Le statut de la ville sainte dans ses deux parties est pourtant clair. Et ne peut être modifié par une décision unilatérale de ce type. D’autant que cette question engage directement un autre acteur oublié : les Palestiniens. La décision inconsidérée de la Maison-Blanche avec ses inévitables conséquences suscite l’indignation et la consternation internationale parce que c’est le fait de la plus grande puissance économique et militaire du monde. Les Etats-Unis se sont longtemps présentés comme un parrain d’un processus de paix sans issu mais caractérisé par une partialité flagrante pour Israël. Les Palestiniens, dans la position du faible, acceptaient de jouer le jeu comptant sur l’inaliénabilité de leurs droits. Les fameux accords d’Oslo ont été signés dans les jardins de la Maison-Blanche. Après le coup de Trump il est fort à parier que rien ne sera comme avant. Les Etats membres des Nations unies ont exprimé leur refus et leur incompréhension vis-à-vis de la démarche de l’imprévisible locataire de la Maison Blanche.

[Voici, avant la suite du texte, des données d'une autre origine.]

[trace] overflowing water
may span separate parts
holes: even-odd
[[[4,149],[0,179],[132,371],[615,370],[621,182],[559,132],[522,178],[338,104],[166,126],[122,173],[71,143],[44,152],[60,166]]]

Si les membres du Conseil de sécurité et les tenants de « l’ordre international » actuel commencent à violer le droit et ne font que peu de cas de la légalité, comment exiger des autres Etats de respecter cette même légalité ? Comment exiger de l’Iran de renoncer à son programme nucléaire et balistique ? Comment demander à la Corée du Nord de ne pas se doter de l’arme suprême pour se faire respecter par les puissances mondiale ? Il est indéniable que le droit international qui régit les relations entre les Etats dans le monde est soumis à un double standard. Un droit pour les forts et un autre pour les faibles. Les Palestiniens ne le savent que trop pour l’avoir souvent vérifié à leur dépen.